At that last word Groniger growled a skeptical "Hmmph!"

Fafhrd and Afreyt seemed to be digging and sifting strenuously yet still carefully at the bottom of the hole, which had gotten as much as a foot deeper. Cif called down to them an explanation of what she and Pshawri were doing, ending with, "...and then we'll spiral out from here in wider and wider circles, dowsing every few feet. When we get a strong reading—
if
we do—I'll signal you."

Fafhrd waved that he understood and returned to his digging.

The second reading showed the same results. Pshawri and Cif moved out four yards and began their first methodical circling of the hole, dowsing every few steps. One by one their small company of observers returned to the fire, wearied by sameness. A full bucket came up from the hole.

And after a while, another.

Slowly the white-glowing lantern with which Cif had provided herself grew more distant from the hole. Slowly the pile of dug earth beside it grew. Fingers and Gale slept in each other's arms. While the full moon inched down the western sky.

Time passed.

15

The yellowing moon was no more than two fists above the western horizon of Rime Isle's central hills when Fafhrd's probing spade encountered stone. They'd deepened the hole by about a woman's height below the second tier of shoring. At first Fafhrd thought the obstruction a small boulder and tried to dig around it. Afreyt warned him against overspeed but he persisted. The boulder grew larger and larger. Soon the whole bottom of the shaft was a flat floor of solid rock.

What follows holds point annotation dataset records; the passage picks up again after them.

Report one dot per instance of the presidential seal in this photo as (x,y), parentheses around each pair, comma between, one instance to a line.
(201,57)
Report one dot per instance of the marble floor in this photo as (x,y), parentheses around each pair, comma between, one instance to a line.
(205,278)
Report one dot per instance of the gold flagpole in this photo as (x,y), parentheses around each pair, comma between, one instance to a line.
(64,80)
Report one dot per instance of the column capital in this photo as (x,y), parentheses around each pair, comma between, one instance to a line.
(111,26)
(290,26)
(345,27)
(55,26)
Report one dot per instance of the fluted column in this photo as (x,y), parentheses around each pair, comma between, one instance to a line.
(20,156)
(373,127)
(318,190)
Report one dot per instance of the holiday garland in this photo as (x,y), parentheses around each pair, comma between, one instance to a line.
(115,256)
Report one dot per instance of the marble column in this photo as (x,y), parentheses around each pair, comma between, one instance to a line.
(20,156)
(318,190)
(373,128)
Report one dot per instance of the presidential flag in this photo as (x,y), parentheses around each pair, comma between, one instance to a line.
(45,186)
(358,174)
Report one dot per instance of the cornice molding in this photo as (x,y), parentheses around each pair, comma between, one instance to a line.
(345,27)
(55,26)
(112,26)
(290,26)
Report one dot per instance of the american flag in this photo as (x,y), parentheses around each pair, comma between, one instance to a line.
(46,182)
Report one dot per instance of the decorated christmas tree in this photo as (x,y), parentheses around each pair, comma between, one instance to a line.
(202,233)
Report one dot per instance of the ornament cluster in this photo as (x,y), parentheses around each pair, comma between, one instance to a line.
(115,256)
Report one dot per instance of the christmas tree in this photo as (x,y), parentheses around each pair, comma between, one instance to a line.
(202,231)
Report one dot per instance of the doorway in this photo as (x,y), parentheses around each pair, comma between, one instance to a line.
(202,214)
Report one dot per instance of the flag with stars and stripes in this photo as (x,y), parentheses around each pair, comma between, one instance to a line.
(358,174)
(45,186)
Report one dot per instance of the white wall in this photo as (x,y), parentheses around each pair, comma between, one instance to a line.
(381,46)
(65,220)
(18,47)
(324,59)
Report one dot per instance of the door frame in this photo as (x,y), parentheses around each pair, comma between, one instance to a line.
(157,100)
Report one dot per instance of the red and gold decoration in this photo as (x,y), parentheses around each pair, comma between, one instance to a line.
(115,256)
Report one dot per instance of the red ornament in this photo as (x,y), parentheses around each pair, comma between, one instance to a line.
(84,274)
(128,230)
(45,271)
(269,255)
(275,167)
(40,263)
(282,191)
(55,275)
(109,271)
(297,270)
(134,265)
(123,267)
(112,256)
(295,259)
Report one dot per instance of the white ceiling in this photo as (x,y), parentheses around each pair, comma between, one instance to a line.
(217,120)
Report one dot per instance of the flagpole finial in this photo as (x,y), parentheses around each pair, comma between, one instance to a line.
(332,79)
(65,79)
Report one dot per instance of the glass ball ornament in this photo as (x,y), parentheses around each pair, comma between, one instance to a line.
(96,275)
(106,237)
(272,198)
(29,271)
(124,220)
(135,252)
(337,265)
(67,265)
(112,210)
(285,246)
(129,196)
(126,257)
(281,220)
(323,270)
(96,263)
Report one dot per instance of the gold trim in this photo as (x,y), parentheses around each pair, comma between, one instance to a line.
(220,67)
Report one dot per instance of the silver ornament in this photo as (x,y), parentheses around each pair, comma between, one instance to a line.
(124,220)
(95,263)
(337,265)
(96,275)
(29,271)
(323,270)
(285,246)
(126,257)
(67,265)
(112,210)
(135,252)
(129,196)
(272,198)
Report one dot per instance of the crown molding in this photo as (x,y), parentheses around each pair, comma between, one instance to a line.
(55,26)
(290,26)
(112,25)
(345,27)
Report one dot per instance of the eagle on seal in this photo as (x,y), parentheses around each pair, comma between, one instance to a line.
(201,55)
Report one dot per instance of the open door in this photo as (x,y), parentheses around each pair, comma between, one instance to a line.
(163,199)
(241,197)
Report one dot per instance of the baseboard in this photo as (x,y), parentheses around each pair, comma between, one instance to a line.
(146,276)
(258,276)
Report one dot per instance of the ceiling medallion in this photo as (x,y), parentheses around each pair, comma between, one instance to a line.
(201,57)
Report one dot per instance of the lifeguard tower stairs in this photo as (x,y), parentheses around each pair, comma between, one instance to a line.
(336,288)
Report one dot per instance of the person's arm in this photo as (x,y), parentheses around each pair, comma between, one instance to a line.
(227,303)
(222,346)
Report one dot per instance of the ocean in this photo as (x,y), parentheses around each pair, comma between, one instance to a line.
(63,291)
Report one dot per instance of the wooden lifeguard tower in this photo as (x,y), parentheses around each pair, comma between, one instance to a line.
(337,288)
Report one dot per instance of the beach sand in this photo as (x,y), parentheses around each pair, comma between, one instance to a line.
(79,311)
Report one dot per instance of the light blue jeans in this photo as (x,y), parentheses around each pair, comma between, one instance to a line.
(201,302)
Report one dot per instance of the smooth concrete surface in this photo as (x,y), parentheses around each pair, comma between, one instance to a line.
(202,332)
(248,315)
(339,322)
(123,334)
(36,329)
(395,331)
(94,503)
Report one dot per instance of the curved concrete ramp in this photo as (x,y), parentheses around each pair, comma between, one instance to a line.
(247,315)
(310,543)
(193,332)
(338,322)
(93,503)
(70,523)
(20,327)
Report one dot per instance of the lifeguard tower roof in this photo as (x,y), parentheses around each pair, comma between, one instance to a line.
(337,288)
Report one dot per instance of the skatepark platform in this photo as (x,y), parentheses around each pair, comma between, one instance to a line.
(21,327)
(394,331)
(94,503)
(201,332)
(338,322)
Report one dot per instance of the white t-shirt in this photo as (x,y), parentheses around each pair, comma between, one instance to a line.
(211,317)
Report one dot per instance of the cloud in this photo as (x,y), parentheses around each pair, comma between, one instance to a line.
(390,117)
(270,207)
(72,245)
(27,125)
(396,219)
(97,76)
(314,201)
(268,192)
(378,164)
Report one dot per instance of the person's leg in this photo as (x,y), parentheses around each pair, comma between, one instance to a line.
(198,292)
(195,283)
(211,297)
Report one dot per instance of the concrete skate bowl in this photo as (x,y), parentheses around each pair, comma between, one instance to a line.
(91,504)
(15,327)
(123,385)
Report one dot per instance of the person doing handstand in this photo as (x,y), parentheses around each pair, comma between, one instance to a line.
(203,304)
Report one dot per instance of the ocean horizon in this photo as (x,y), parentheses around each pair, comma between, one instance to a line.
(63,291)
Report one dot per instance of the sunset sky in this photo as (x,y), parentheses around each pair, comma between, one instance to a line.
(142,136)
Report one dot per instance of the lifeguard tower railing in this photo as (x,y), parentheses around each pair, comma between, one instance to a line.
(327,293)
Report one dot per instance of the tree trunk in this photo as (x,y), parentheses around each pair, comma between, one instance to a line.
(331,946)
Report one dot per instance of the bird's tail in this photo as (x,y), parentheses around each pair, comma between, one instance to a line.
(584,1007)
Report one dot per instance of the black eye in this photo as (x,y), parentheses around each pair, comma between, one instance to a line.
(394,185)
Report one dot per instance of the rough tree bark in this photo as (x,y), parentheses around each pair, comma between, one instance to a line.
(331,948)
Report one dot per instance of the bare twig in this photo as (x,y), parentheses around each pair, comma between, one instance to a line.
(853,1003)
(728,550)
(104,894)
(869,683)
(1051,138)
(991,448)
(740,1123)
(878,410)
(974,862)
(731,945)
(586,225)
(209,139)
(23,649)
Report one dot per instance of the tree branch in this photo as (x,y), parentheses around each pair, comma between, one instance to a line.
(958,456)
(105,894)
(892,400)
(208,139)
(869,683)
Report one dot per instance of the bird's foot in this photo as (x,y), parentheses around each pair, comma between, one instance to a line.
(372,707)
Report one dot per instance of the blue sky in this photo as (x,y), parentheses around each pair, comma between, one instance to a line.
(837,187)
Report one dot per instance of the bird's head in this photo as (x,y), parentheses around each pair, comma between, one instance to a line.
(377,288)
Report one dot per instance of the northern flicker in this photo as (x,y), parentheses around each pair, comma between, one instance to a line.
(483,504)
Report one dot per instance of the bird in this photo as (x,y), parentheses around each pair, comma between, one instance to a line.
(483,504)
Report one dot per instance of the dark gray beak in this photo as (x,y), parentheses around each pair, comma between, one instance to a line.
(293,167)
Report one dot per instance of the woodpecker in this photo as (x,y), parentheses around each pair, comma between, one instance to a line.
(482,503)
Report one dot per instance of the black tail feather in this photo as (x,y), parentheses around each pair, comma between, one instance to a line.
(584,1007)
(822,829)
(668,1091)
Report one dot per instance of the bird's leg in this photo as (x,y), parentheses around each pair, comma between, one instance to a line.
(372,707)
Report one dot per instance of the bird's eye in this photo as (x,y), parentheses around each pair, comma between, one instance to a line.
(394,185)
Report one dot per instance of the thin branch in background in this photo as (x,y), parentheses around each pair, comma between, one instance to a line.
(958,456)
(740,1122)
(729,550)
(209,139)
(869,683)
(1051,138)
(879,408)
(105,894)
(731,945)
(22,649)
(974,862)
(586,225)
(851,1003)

He lifted his eyes to Afreyt's. "What's to do now?"

She shook her head.

A spear's cast southeast of the hole the two dowsers began to get results.

The twine-and-cube pendulum suspended from Pshawri's left hand instead of hanging straight down dead, as it had done over a hundred successive times by count, slowly began to swing forth and back, away from the hole and toward it. They both stared down at it wonderingly, suspiciously.

"Are you making it do that, Pshawri?" she whispered.

"I don't think so," he answered doubtfully.

And then the wonder happened. The swings of the cube toward the hole began to get shorter and shorter, and those away longer and longer, until they stopped altogether and the cube hung straining away from the hole, perceptibly out of the vertical.

"How are you doing that, Pshawri?" Her voice was small, respectful.

"I don't know," he replied shakily. "It pulls. And I'm getting a vibration."

She touched his hand with her forefinger, as before. Almost immediately she nodded, looking at him with awe.

"I'll call Afreyt and Fafhrd. Don't you move."

She rummaged a metal whistle from her pouch and blew it. The note was shrill and piercing in the cold still air.

Down in the hole they heard it. "Cif's signal," Afreyt said, but Fafhrd had already chinned himself on the lowest peg and was hauling himself up the rest hand over hook. She hung one of the lanterns on one arm and followed him up, using both hands and feet.

Fafhrd scanned around and saw a small white glow out in the frozen meadow across the hole from where he stood. It moved back and forth to call attention to itself. He looked down the wood-lined shaft and spotted at its foot the yellow ochre mark he'd made to show the direction Cat's Claw had pointed when it was found. It was in line with the distant lamp. He sucked in his breath, took from Afreyt the lit lamp she'd brought up with her, held it aloft, and moved it twice from side to side in answering signal. The one out in the meadow was immediately lowered.

"That tears it," he told Afreyt, lowering the lamp. "The dagger and the dowsing agree. The shaft must now be dug in that direction, footed upon the rock we've just uncovered and lined and roofed with wood to shield it from collapse."

She nodded and said swiftly, "Skullick suggested earlier that was the message the horizontal attitude and pointing of Cat's Claw were intended by the Gray Mouser to convey."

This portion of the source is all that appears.